Con riferimento alle gravi problematiche palesatesi in questi ultimi giorni in merito alla gestione della società L’Aquila Calcio 1927 e alle divergenze emerse tra parte della dirigenza e lo staff tecnico, il Supporters’ Trust L’AQUILA ME’ ritiene anzitutto incomprensibile che i massimi vertici del sodalizio, ossia i soggetti naturalmente deputati a esprimere la volontà del club, non si siano ancora pubblicamente pronunciati sulla vicenda.

La ridda di comunicati succedutisi nelle ultime ore, che hanno prodotto l’unico risultato di far nuovamente sprofondare nel ridicolo L’Aquila Calcio agli occhi del panorama calcistico, rende un intervento chiarificatore della proprietà assolutamente necessario.

Quando, all’indomani della retrocessione della scorsa stagione sportiva, la tifoseria aquilana ha posto un chiaro aut aut a questa compagine societaria, semplificato nello slogan “O vincete o lasciate!”, essa ha chiesto non solo di allestire una rosa competitiva in grado di lottare fino all’ultimo per il ritorno dei Rossoblù nel calcio professionistico, ma anche – per citare un nostro comunicato del 1° giugno 2016, significativamente intitolato “Basta umiliazioni!” – di “riprogrammare il futuro con serietà, lungimiranza e trasparenza”.

L’arrivo a L’Aquila di un allenatore carismatico come Massimo Morgia, dichiaratamente intenzionato a realizzare insieme alla Società un progetto calcistico di medio-lungo termine, fondato sulla valorizzazione dello Stadio e del settore giovanile, è sembrato per qualche tempo poter essere garanzia di una reale discontinuità nella gestione del club, ma dopo appena qualche mese i problemi sono riemersi, fino al cortocircuito comunicativo di questi giorni.

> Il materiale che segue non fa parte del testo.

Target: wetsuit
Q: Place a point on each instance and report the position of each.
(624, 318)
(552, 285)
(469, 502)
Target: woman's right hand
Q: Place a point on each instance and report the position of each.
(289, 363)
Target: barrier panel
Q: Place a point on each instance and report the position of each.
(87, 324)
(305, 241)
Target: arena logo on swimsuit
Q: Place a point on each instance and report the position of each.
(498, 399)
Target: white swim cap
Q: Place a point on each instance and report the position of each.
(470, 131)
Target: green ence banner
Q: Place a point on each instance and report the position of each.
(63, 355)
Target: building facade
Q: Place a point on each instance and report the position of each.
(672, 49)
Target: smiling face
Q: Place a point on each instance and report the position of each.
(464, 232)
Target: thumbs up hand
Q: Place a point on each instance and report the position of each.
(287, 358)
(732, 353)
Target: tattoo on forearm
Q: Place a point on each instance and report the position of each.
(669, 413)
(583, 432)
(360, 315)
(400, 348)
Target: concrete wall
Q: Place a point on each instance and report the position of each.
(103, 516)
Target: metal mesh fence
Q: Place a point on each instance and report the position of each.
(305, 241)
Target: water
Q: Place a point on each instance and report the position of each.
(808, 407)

Incertezza finanziaria, soci assenti, scarso rispetto dei ruoli, mancata o scarsa collaborazione tra le diverse componenti del sodalizio: come ogni anno, puntuale sembra ripetersi il solito film che ha finito per disorientare e far disamorare la tifoseria rossoblù. Di fronte a questo spettacolo poco piacevole la proprietà non può non esprimersi in merito: occorre indicare con chiarezza il progetto sportivo e il modello gestionale che si intende portare avanti e, soprattutto, qual è l’interesse che anima ancora gli attuali soci – o almeno quelli che possono tuttora definirsi tali – nel fare calcio a L’Aquila, anche alla luce delle gravi affermazioni dell’amministratore unico Ranucci sulla presunta situazione economica del club. 

In mancanza di questa chiarezza e di una conseguente assunzione di responsabilità, il finale del film è purtroppo già scritto: quand’anche i risultati sul campo dovessero arridere ai colori rossoblù, si continuerà a navigare a vista senza una prospettiva definita e il rapporto con la ‘piazza’ aquilana finirà per risultare irrimediabilmente compromesso. 

Alla luce di questa posizione, rappresentata di persona questo pomeriggio al presidente Corrado Chiodi, la nostra associazione si aspetta già nei prossimi giorni un intervento deciso da parte della proprietà, che dia un segnale chiaro all’interno e all’esterno del sodalizio rispetto alle criticità sollevate.